Tangent: Python has some nice built-in tools for *introspection* including looking at the AST of a piece of Python code. It's not quite as clean as the example above because it includes extra technical details.

```python
import ast
s = open("code/fib2.py").read()
n = ast.parse(s)
print(ast.dump(n))
```

```python
"Module(body=[FunctionDef(name='fib', args=arguments(args=[arg(arg='n', annotation=None)], vararg=None, kwonlyargs=[], kw_defaults=[], kwarg=None, defaults=[]), body=[If(test=Compare(left=Name(id='n', ctx=Load()), ops=[Lt()], comparators=[Num(n=2)]), body=[Return(value=Name(id='n', ctx=Load()))], orelse=[Return(value=BinOp(left=Call(func=Name(id='fib', ctx=Load()), args=[BinOp(left=Name(id='n', ctx=Load()), op=Sub(), right=Num(n=1))], keywords=[]), op=Add(), right=Call(func=Name(id='fib', ctx=Load()), args=[BinOp(left=Name(id='n', ctx=Load()), op=Sub(), right=Num(n=2))], keywords=[])))])], decorator_list=[], returns=None)])"
```

(The details of this are not examinable.)
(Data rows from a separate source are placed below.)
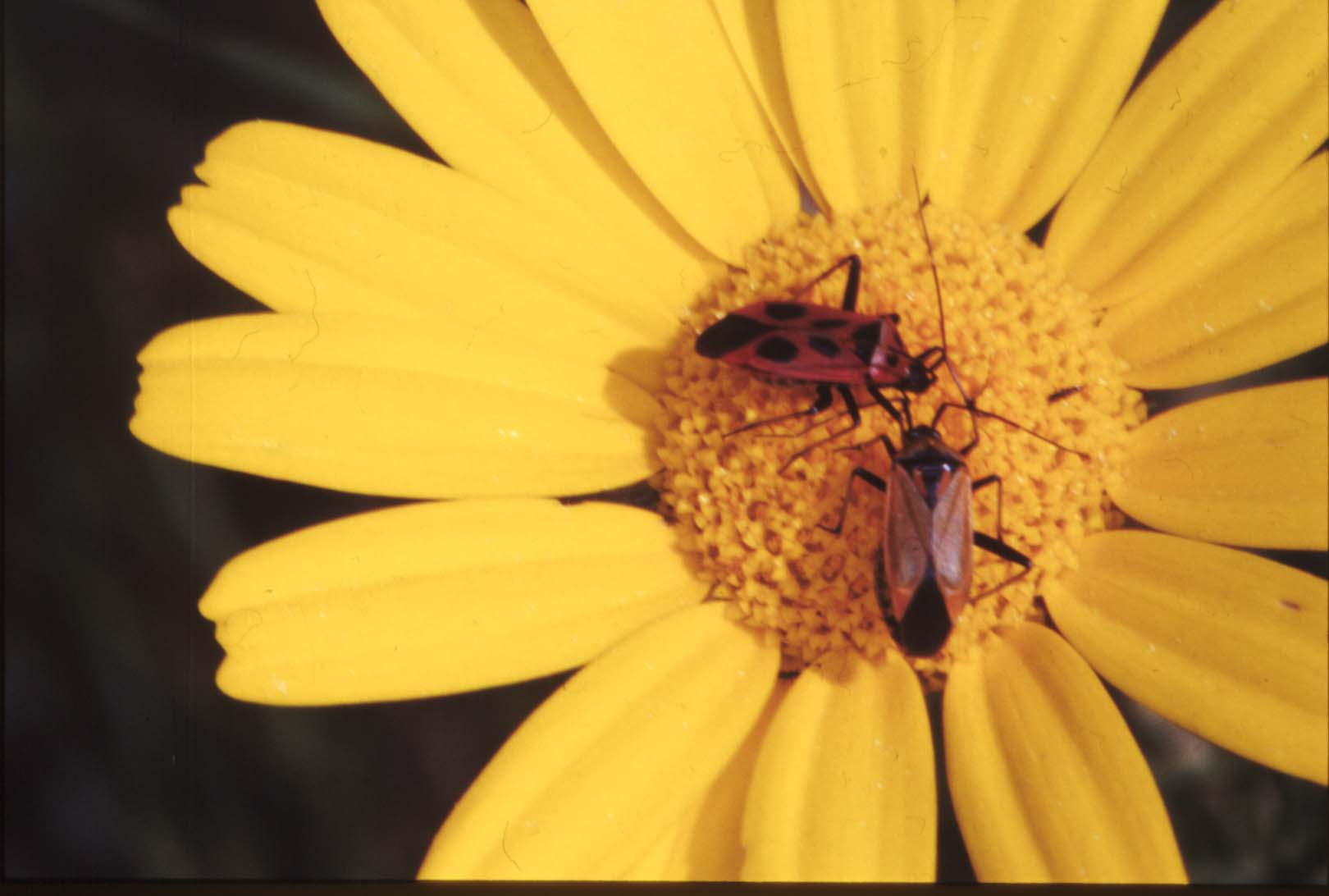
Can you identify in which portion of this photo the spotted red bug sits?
[696,255,943,467]
[823,176,1087,656]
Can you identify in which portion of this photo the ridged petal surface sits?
[776,0,954,213]
[1046,0,1329,307]
[420,604,779,880]
[169,121,674,386]
[930,0,1166,231]
[199,499,706,705]
[943,622,1185,883]
[130,313,656,497]
[1102,153,1329,388]
[711,0,825,208]
[1046,532,1329,784]
[530,0,799,264]
[1108,379,1329,551]
[319,0,719,303]
[743,653,937,881]
[628,679,789,880]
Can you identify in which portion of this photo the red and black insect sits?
[824,181,1087,656]
[696,255,943,457]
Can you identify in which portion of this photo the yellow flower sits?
[130,0,1329,881]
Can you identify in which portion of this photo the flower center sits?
[656,203,1144,688]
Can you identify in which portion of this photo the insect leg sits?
[969,473,1002,541]
[864,379,913,429]
[817,457,894,536]
[724,384,834,439]
[778,384,862,473]
[969,473,1033,600]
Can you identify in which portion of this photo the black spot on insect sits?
[765,302,808,320]
[849,320,881,364]
[812,318,849,330]
[756,336,799,364]
[696,313,774,358]
[808,336,840,358]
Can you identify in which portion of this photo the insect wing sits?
[695,309,776,364]
[881,464,932,619]
[929,465,974,621]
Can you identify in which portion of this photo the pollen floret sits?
[658,202,1143,686]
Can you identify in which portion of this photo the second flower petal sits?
[943,624,1185,883]
[1108,379,1329,551]
[130,313,655,497]
[201,499,705,705]
[420,604,780,880]
[743,653,937,881]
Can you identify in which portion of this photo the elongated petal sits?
[319,0,718,303]
[932,0,1166,231]
[170,121,674,380]
[1102,153,1329,388]
[420,595,779,880]
[712,0,827,208]
[778,0,954,212]
[743,654,937,881]
[628,679,789,880]
[199,499,706,705]
[130,313,655,497]
[943,624,1185,883]
[1108,379,1329,551]
[530,0,799,264]
[1046,532,1329,784]
[1048,0,1329,306]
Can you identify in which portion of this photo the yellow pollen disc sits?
[656,203,1144,688]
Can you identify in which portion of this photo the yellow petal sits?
[930,0,1164,231]
[778,0,954,212]
[130,313,655,497]
[943,624,1185,883]
[1048,0,1329,306]
[628,679,789,880]
[319,0,719,303]
[420,604,779,880]
[1108,379,1329,551]
[170,122,674,382]
[1046,532,1329,784]
[743,653,937,881]
[199,499,706,705]
[1102,153,1329,388]
[530,0,799,264]
[712,0,827,208]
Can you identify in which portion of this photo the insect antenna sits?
[911,169,1089,460]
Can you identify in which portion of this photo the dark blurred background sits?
[4,0,1327,883]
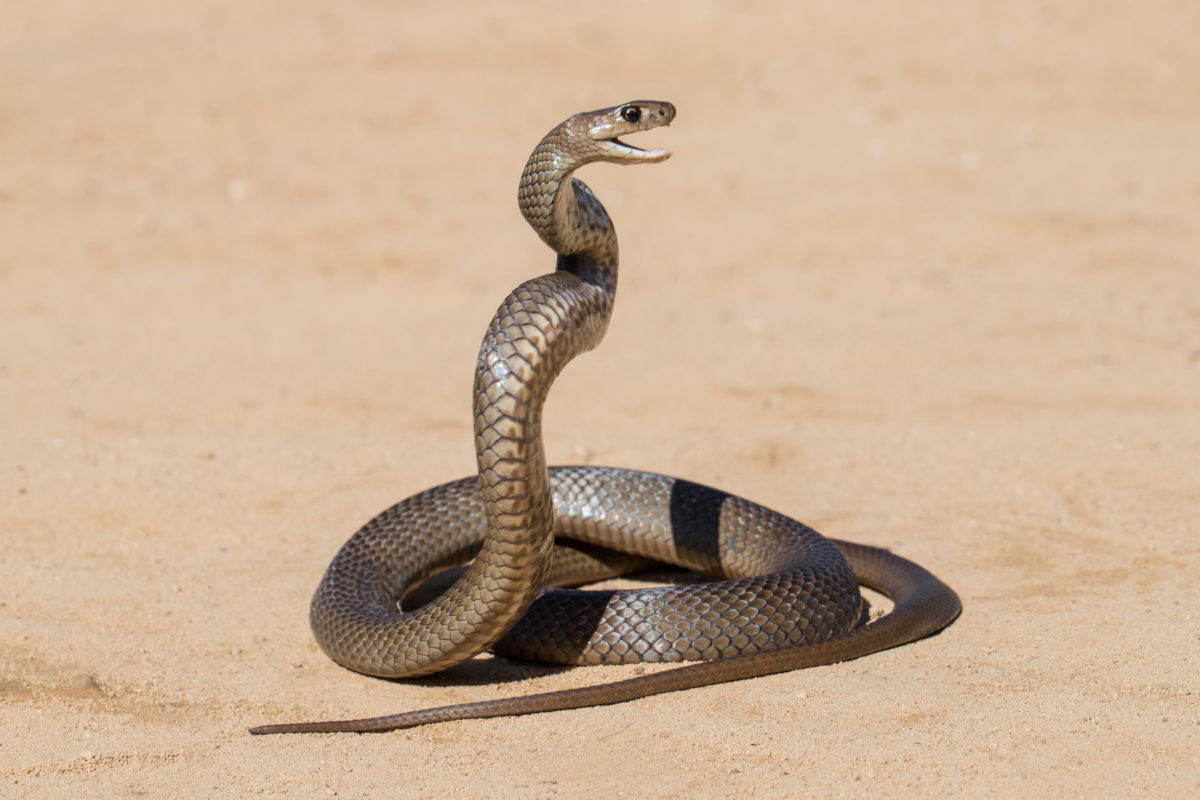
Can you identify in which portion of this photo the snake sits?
[251,100,961,734]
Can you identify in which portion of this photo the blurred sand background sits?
[0,0,1200,798]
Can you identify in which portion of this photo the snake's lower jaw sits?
[596,139,671,164]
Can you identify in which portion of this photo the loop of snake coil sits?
[252,101,961,733]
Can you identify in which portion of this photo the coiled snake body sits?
[252,101,960,733]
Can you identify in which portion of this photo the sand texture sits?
[0,0,1200,800]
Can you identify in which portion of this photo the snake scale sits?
[252,101,961,733]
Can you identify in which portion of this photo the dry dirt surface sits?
[0,0,1200,800]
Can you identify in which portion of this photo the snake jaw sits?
[588,100,676,164]
[596,137,671,164]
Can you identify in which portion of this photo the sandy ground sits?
[0,0,1200,798]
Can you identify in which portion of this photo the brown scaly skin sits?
[252,101,960,733]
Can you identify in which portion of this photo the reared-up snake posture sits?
[252,101,961,733]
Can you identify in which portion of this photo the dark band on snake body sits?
[252,101,960,733]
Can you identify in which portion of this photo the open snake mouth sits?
[598,131,671,162]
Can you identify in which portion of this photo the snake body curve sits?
[252,101,961,733]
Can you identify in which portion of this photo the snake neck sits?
[441,126,617,640]
[517,128,618,295]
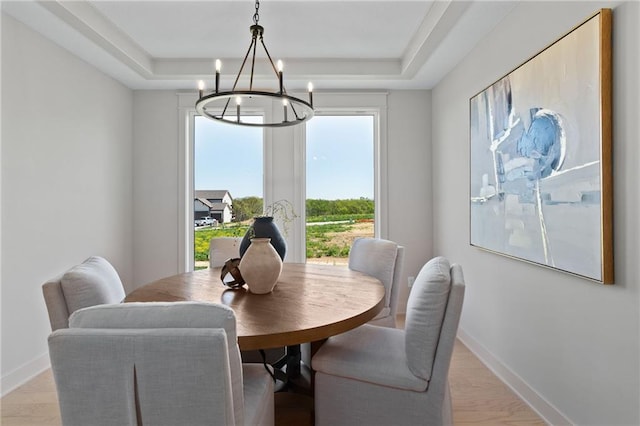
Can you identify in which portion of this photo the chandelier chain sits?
[253,0,260,25]
[196,0,314,127]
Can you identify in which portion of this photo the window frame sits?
[177,91,389,272]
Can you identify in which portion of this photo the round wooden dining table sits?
[125,263,385,350]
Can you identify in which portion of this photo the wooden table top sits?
[125,263,384,350]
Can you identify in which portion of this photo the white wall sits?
[1,14,133,394]
[432,2,640,425]
[133,91,179,287]
[129,91,432,311]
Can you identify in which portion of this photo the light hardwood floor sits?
[0,341,545,426]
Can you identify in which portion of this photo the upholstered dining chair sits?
[312,257,465,426]
[42,256,125,331]
[349,238,404,328]
[209,237,242,268]
[49,302,274,426]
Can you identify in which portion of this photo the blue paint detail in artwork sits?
[518,108,563,180]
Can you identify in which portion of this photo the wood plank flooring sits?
[0,341,545,426]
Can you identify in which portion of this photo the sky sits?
[194,115,374,200]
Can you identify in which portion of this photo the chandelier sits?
[196,0,313,127]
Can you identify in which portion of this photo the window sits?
[192,116,263,269]
[305,114,375,264]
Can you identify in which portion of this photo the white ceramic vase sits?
[238,238,282,294]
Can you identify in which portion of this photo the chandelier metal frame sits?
[196,0,314,127]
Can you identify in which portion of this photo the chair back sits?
[209,237,242,268]
[405,257,465,424]
[69,302,244,424]
[389,246,404,327]
[42,256,125,331]
[49,328,236,426]
[349,238,404,326]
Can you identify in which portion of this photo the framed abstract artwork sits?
[469,9,614,284]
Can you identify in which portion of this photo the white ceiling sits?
[2,0,514,90]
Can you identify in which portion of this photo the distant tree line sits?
[233,197,374,222]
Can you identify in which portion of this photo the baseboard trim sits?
[458,329,573,426]
[0,352,51,397]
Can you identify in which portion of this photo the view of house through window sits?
[193,116,263,269]
[306,115,375,264]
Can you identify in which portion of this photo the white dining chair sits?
[42,256,125,331]
[349,238,404,328]
[312,257,465,426]
[49,302,275,426]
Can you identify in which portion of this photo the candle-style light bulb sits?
[198,80,204,99]
[307,82,313,108]
[278,59,284,93]
[216,59,222,93]
[282,99,289,122]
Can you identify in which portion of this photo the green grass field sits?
[194,214,373,261]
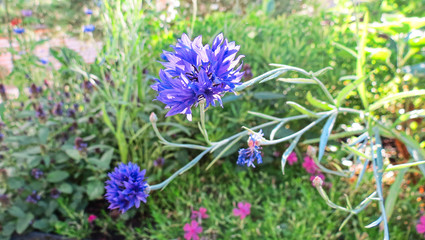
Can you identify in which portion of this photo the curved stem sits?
[150,147,212,191]
[261,114,333,145]
[151,121,209,150]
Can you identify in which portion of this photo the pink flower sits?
[287,152,298,165]
[416,216,425,234]
[88,214,97,223]
[192,207,209,219]
[310,173,325,187]
[303,156,317,174]
[233,202,251,220]
[183,220,202,240]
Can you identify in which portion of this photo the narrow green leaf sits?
[16,213,34,234]
[306,92,335,111]
[385,168,407,219]
[365,215,383,228]
[277,78,317,84]
[286,101,319,118]
[384,161,425,172]
[318,112,338,162]
[336,75,369,107]
[332,42,357,58]
[47,170,69,183]
[281,134,302,175]
[342,143,370,159]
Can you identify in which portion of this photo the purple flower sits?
[236,130,263,168]
[13,28,25,34]
[153,157,165,167]
[233,202,251,220]
[105,162,149,213]
[83,24,95,32]
[303,156,318,174]
[53,102,63,116]
[21,9,32,17]
[416,216,425,234]
[0,194,9,206]
[38,58,49,65]
[81,81,93,92]
[25,190,41,204]
[151,34,243,120]
[191,207,210,219]
[287,152,298,165]
[310,173,325,187]
[67,108,75,118]
[183,220,202,240]
[74,137,87,152]
[29,83,43,98]
[31,168,44,179]
[50,188,61,199]
[35,106,46,120]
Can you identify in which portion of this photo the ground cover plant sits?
[0,0,425,239]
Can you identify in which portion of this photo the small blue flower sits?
[25,190,41,204]
[151,34,243,120]
[13,28,25,34]
[105,162,149,213]
[236,130,263,168]
[83,24,95,32]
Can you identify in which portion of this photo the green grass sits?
[95,161,419,239]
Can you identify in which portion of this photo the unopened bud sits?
[149,112,158,123]
[313,176,323,187]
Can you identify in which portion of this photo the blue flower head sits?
[105,162,149,213]
[236,130,263,168]
[83,24,95,32]
[151,34,244,120]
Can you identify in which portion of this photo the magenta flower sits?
[310,173,325,187]
[233,202,251,220]
[303,156,317,174]
[192,207,210,219]
[87,214,97,223]
[287,152,298,165]
[183,220,202,240]
[416,216,425,234]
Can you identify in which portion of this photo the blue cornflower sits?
[13,28,25,34]
[83,24,95,32]
[38,58,49,65]
[151,34,243,120]
[105,162,149,213]
[236,130,263,168]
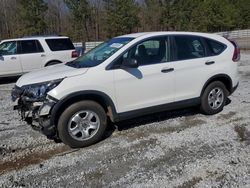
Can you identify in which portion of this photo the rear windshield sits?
[45,38,75,51]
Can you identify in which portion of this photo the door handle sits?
[161,68,174,73]
[205,61,215,65]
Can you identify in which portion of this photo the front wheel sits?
[200,81,227,115]
[58,101,107,148]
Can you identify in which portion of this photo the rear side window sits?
[19,40,43,54]
[174,35,205,60]
[206,39,226,55]
[45,38,75,51]
[0,41,17,55]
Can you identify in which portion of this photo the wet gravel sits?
[0,54,250,188]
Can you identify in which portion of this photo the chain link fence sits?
[216,29,250,50]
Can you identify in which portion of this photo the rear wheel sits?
[200,81,227,115]
[58,101,107,148]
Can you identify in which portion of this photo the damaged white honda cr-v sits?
[12,32,240,147]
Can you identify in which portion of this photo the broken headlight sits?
[22,79,63,99]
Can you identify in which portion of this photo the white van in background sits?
[0,36,78,77]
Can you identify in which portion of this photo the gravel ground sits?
[0,54,250,188]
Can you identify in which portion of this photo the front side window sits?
[45,38,75,51]
[20,40,43,54]
[0,41,17,55]
[174,36,205,60]
[66,37,133,68]
[114,37,168,68]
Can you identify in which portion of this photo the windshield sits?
[66,37,133,68]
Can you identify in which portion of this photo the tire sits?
[57,101,107,148]
[45,61,61,67]
[200,81,227,115]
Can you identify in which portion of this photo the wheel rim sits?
[208,87,224,110]
[68,110,100,141]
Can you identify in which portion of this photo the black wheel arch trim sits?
[200,74,233,96]
[50,90,119,126]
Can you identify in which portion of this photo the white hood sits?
[16,64,88,87]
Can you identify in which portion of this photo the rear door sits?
[171,35,219,101]
[113,37,174,113]
[0,41,22,76]
[18,40,46,72]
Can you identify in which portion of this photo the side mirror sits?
[122,59,139,68]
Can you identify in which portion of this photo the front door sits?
[0,41,22,77]
[113,37,175,113]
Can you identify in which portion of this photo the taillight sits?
[71,51,78,58]
[229,40,240,62]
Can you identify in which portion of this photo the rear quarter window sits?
[45,38,75,51]
[206,39,226,55]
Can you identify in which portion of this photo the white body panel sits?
[0,55,22,77]
[0,37,76,77]
[14,32,239,113]
[113,63,175,112]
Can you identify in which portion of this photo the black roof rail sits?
[22,34,61,38]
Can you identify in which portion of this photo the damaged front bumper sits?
[11,86,57,138]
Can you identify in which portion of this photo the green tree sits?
[65,0,91,41]
[17,0,48,35]
[236,0,250,29]
[106,0,140,38]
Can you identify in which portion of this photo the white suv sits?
[0,36,78,77]
[12,32,240,147]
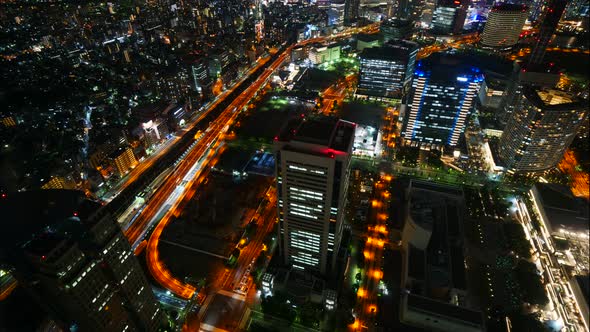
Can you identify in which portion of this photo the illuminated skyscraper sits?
[432,0,469,34]
[498,86,588,172]
[395,0,425,22]
[274,118,355,275]
[357,41,418,98]
[402,56,483,146]
[481,3,528,48]
[0,190,162,331]
[529,0,567,64]
[344,0,361,25]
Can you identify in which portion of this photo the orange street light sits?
[356,288,367,297]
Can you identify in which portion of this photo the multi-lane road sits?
[350,175,392,331]
[516,194,588,331]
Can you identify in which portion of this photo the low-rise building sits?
[309,44,340,65]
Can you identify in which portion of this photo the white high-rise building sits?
[481,3,529,49]
[498,86,588,173]
[274,118,356,275]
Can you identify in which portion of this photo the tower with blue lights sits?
[402,55,484,147]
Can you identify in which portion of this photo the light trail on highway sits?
[136,42,292,299]
[349,175,392,331]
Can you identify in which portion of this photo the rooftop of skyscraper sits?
[276,117,356,152]
[524,86,587,111]
[492,2,529,12]
[0,190,100,256]
[361,40,418,60]
[416,53,483,82]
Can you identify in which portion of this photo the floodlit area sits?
[352,125,382,158]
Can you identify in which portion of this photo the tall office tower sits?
[498,61,559,123]
[273,118,356,276]
[379,18,414,43]
[402,54,483,146]
[0,190,162,331]
[498,86,588,172]
[344,0,361,25]
[357,40,418,98]
[328,0,346,26]
[481,3,529,49]
[564,0,590,20]
[432,0,469,34]
[529,0,567,65]
[395,0,424,23]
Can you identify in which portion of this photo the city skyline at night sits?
[0,0,590,332]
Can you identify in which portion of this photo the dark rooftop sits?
[293,118,338,146]
[0,190,100,254]
[356,33,381,43]
[275,117,356,152]
[523,86,588,111]
[492,2,529,11]
[407,294,483,326]
[360,40,418,61]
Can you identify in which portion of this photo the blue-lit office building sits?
[402,55,484,146]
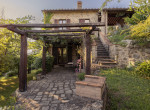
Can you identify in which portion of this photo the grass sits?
[101,69,150,110]
[0,69,41,107]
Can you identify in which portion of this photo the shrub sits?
[136,60,150,77]
[78,73,85,81]
[32,56,54,72]
[108,27,129,46]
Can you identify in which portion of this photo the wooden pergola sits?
[0,23,105,92]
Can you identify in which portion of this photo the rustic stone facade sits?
[109,45,150,67]
[50,10,98,65]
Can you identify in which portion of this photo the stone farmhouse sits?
[42,1,133,68]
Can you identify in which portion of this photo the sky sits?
[0,0,129,23]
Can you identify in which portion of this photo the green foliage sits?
[0,69,42,107]
[32,56,54,72]
[135,60,150,77]
[43,12,53,24]
[78,73,85,81]
[125,0,150,25]
[108,27,129,46]
[100,69,150,110]
[131,16,150,42]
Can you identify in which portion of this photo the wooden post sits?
[19,34,27,92]
[42,42,46,75]
[85,34,91,75]
[105,11,108,35]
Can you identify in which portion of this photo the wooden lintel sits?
[87,26,96,34]
[0,22,105,28]
[7,26,26,35]
[31,33,85,37]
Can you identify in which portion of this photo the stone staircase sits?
[92,39,117,69]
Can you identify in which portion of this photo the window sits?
[59,19,67,30]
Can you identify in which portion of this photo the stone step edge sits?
[76,81,104,88]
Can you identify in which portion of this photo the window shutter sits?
[67,19,70,29]
[54,19,59,30]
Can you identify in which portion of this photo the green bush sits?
[32,56,54,72]
[135,60,150,77]
[108,27,129,46]
[78,73,85,81]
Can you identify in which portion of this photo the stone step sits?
[97,56,110,59]
[97,52,109,56]
[76,75,106,100]
[85,75,106,83]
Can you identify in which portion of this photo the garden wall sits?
[109,45,150,67]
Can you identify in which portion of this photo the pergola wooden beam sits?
[7,26,26,35]
[25,28,99,33]
[0,22,105,28]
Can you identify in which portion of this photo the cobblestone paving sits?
[17,68,102,110]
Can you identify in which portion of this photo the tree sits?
[0,16,33,73]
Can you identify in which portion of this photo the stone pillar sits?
[101,11,108,35]
[42,42,46,75]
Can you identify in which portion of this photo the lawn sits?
[100,69,150,110]
[0,69,41,107]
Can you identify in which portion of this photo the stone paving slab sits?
[17,67,102,110]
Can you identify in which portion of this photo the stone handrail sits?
[100,32,113,45]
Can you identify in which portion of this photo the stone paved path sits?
[17,68,102,110]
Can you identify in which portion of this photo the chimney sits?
[77,1,82,9]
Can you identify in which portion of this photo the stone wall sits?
[109,45,150,67]
[50,10,98,63]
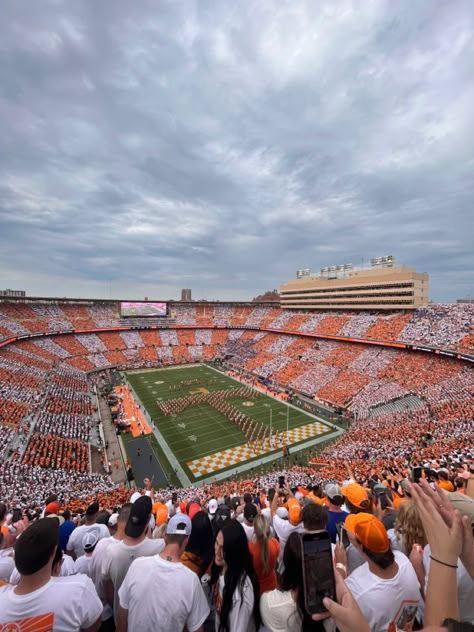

### Node and graph terminology and properties

* Order: the number of nodes in the graph
* Size: the number of edges in the graph.

### Cycles

* Cycle: a sequence of 2+ nodes with edges allowing travel from start, along sequence, leading back to start
* Directed cycle: in a directed graph, a cycle exists only if this travel is consistent with edge direction
* A graph with no cycles is called *acyclic*.


* The *degree* of node *n* is the number of neighbours
* In a *directed graph*, each node has an *out-degree* and *in-degree*
* In a graph with *weighted edges*, the degree is the sum of relevant edge weights.

### Graph representations

There are several possible representations for a graph:

* Adjacency matrix
* List of edges
* Adjacency lists
* dict-of-dicts-of-dicts, as used by NetworkX, is a variant of adjacency-list.


### Adjacency matrix

In an adjacency matrix, we represent a graph of $n$ nodes as an $n\times n$ matrix. In a binary adjacency matrix, a 0 in location $(i, j)$ indicates no edge present between nodes $i$ and $j$; a 1 indicates the edge is present. 

If our edges have weights, we just put those instead of the "1"s.

### Adjacency lists

The adjacency lists representation is really more like a dictionary, where every node maps to a list of its neighbours, i.e. the nodes which are *adjacent* to it. Here is a graph in adjacency-lists format: 
```python
G = {
    0: [1, 2, 3], 
    1: [0, 3], 
    2: [0], 
    3: [0, 1], 
    4: []}
```


### List of edges

We could also represent a graph as a list of edges, where each edge is a 2-tuple. 

### Conclusion

Graph theory is the study of things that can be represented as graphs. And a *lot* of things can be represented as graphs.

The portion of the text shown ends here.